Foto do author Marco Aurélio Nogueira
Atualização:

Como tem sido usual de alguns anos para cá, 2015 iniciou-se com a sombra da crise orçamentária rondando as universidades estaduais de São Paulo. A situação foi dramatizada, agora em maio, com o vaivém governamental na formulação do projeto de Lei de Diretrizes Orçamentárias (LDO) para 2016. 

Inicialmente, o projeto substituiu o parâmetro de um “teto mínimo” da arrecadação do ICMS – fixado em 9,57% desde 1.989 – pela adoção de um “limite máximo” na sistemática de repasses para as universidades. Caso a proposta fosse aprovada, ela poderia implicar que o governo, a cada mês, fixasse unilateralmente o valor das transferências para as universidades, diminuindo o poder que têm elas de planejar a gestão de seus recursos.

Dias depois o governador Geraldo Alckmin enviou à Assembleia Legislativa uma alteração no projeto de LDO, excluindo a expressão “no máximo” e determinando que o repasse mensal a USP, UNESP e Unicamp “respeite o porcentual global de 9,57% da arrecadação do ICMS”.

A autonomia universitária foi uma conquista. Entre 1986 e 1989, vivemos um difícil processo de negociações, ao final do qual se chegou à fórmula de financiamento que perdura até hoje. Segurança no fluxo de recursos, acréscimo na capacidade de planejamento, política salarial autônoma, entre outras coisas, fizeram com que o complexo universitário paulista se tornasse um exemplo de política pública bem-sucedida. São de domínio público os resultados positivos em termos de produção científica e qualidade de ensino, além de cooperação com a sociedade e com as demandas econômicas do Estado e do País. 
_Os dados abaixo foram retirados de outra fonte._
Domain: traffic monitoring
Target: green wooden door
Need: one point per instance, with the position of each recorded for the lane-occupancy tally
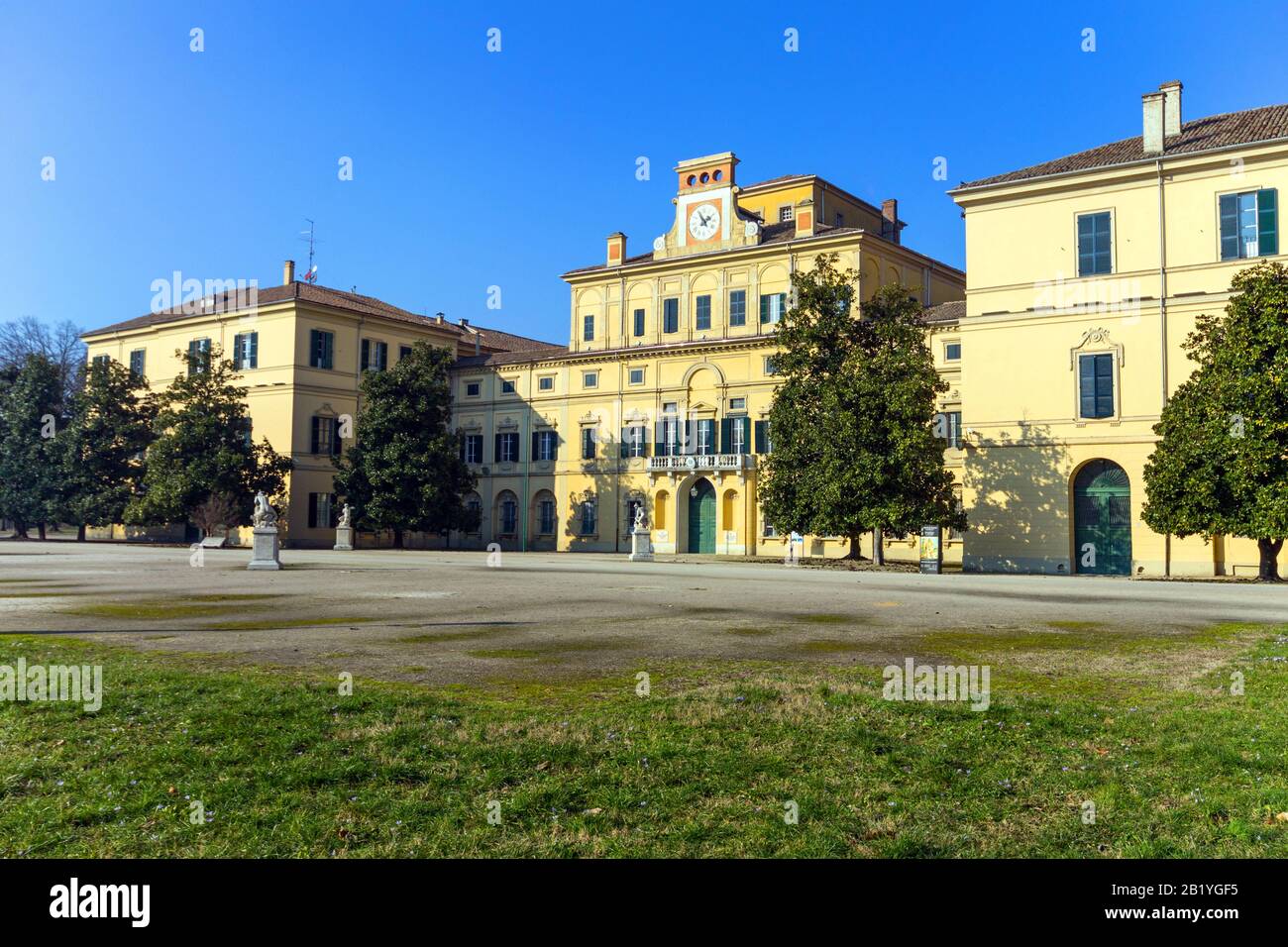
(702, 517)
(1102, 517)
As universidades paulistas passaram por três momentos críticos nas últimas décadas. 

Em 1990, muitos julgavam que, com a contração econômica provocada pelo governo Fernando Collor, a autonomia passaria a ser um problema. Entre reitores e dirigentes, muitos falaram em “devolver a autonomia”. Aos poucos, universidades e governo se convenceram de que a autonomia era um grande trunfo para o desenvolvimento científico e de que a contração econômica não seria eterna. O tempo mostrou que a posição era correta. Em 2007, a crise envolveu ameaças de cortes de verbas e uma tentativa governamental de afastar a Fapesp das universidades. 

Hoje, temos de enfrentar a mãe de todas as nossas crises. Antes de tudo porque está em curso um processo de desvalorização das áreas “cerebrais” do governo. A proposta de extinção da Fundap e do Cepam, instituições técnicas que há tempos se mantêm com imensos sacrifícios, é bom indício disso. Uma proposta de LDO que implique redução de recursos arruinaria em poucos anos as três universidades públicas de São Paulo. 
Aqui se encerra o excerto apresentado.